On 29 May 2012, new merger control rules came into force in Brazil. These introduce fundamental changes, including a mandatory suspension requirement under which notifiable transactions must be cleared prior to closing.
All companies contemplating global transactions should take careful note and ensure that they assess as early as possible the new Brazilian rules in their review of multi-jurisdictional merger filing requirements and risks.
Key points of the new regime include the following.
Different thresholds. Transactions will require notification if they fulfil the following two-part test:
- the group of one party achieves a turnover of more than 750 million reais in Brazil in the last fiscal year (approximately USD 375 million), and
- the group of at least one other party to the transaction achieves a turnover of 75 million reais in Brazil in the last fiscal year (approximately USD 37 million).
The following entities shall be viewed as part of one single economic group: (i) entities subject to common control; and (ii) all the entities in which any of the companies subject to common control holds, directly or indirectly, at least a 20% share.
The market share threshold test (where a transaction required notification if it led to an overlap in excess of 20%) has been abolished.
While more foreign-to-foreign transactions are likely not to fulfil the new thresholds, there is still the possibility that the new thresholds will catch completely innocuous transactions since the thresholds are based by reference to the turnover of groups and the turnover of the seller is taken into consideration.
Acquisition of control. The following transactions shall amount to an acquisition of control that may be subject to mandatory filing with CADE: (i) an acquisition of a 20% stake when the parties are neither competitors nor vertically related to each other; and (ii) an acquisition of a 5% stake, if the transaction involves competitors or vertically related companies (this includes the situation under which a current shareholder acquires a further stake in the target company of at least 5% either individually or in aggregate).
Suspensory regime. Brazil used to have a non-suspensory regime under which parties to a notifiable transaction were free to close prior to receiving approval. The new rules introduce a suspensory regime, under which transactions which fulfil the thresholds must be notified and cleared prior to completion.

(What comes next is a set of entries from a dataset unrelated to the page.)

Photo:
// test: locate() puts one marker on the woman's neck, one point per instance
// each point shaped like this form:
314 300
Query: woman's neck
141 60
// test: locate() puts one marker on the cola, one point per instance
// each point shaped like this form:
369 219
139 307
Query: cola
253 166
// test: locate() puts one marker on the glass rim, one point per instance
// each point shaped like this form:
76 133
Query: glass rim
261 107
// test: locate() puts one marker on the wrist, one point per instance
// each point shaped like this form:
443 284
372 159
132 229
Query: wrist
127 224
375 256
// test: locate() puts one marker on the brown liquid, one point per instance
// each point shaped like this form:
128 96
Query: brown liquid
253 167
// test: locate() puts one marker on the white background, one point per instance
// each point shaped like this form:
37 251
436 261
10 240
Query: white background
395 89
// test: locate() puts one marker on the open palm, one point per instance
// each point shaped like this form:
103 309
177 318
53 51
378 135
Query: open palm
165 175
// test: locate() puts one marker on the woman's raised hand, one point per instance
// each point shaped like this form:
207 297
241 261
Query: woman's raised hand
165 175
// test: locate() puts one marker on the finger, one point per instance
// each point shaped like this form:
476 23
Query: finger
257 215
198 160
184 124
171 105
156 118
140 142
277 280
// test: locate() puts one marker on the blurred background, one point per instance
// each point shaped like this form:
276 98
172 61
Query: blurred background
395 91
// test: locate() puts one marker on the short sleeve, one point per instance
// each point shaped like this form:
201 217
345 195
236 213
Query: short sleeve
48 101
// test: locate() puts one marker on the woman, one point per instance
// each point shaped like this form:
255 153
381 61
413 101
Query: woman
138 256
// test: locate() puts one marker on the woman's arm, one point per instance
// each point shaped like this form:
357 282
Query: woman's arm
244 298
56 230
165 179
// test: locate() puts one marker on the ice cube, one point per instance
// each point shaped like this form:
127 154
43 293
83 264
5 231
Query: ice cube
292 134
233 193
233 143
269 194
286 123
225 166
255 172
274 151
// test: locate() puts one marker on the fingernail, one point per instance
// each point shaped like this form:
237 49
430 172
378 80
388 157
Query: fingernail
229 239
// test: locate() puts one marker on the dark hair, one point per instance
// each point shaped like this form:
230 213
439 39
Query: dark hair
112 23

Completion prior to clearance may now be void and lead to significant fines (up to 60 million reais – approximately EURO 26 million).
There is only a limited waiver from this suspension requirement. CADE may authorise a transaction to be closed before clearance if (i) there would be no irreparable harm to competition resulting from such a derogation; (ii) the situation would be easily reversible in the future if the authority concludes that the transaction harms competition; and (iii) the target company will face serious financial losses in the absence of the requested derogation.
Long review period. The review period for notified transactions will be 240 days, extendible to a maximum of 330 days. While CADE has said that it expects to clear non-complex transactions in approximately 60 days, it has not committed to any intermediate deadlines.
Restrictive notification deadline. CADE has stated that it will prefer for notifications to be made after the execution of the formal document binding the parties to the transaction. Whilst there is no provision under the new law which prohibits CADE from accepting a filing on the basis of preliminary documents, if CADE applies this preference strictly, notifying parties will have significant difficulty in engaging the Brazilian authority early and starting the review period clock.
Detailed notification forms. More detailed information and documents are required than in the former regime. There are two filing forms: (i) a short form for non-complex transactions, and (ii) a full form for transactions which raise competition issues. Whilst the information burden has been reduced from earlier proposals, there is still a considerable amount of information required for a short form filing.
Single competition authority. The functions of the existing competition agencies (CADE, SDE and SEAE) have been merged into one single competition authority (CADE). The creation of 200 new staff positions has been contemplated, but until all these posts have been filled, we can expect the authority not to be at full operational speed and efficiency.
Claw-back. Even if the merger control thresholds are not met, a transaction will still be subject to an ex officio review within one year of completion. Parties should therefore be cautious about entering into transactions which raise competition issues in Brazil irrespective of the turnovers involved.
Transitional period. Transactions entered into before 28 May 2012 (based on the signature of a binding document) are subject to the old rules and can be closed prior to clearance from CADE (regardless of the date of notification to CADE). However, if there has only been a non-binding agreement signed before 29 May, the new rules apply.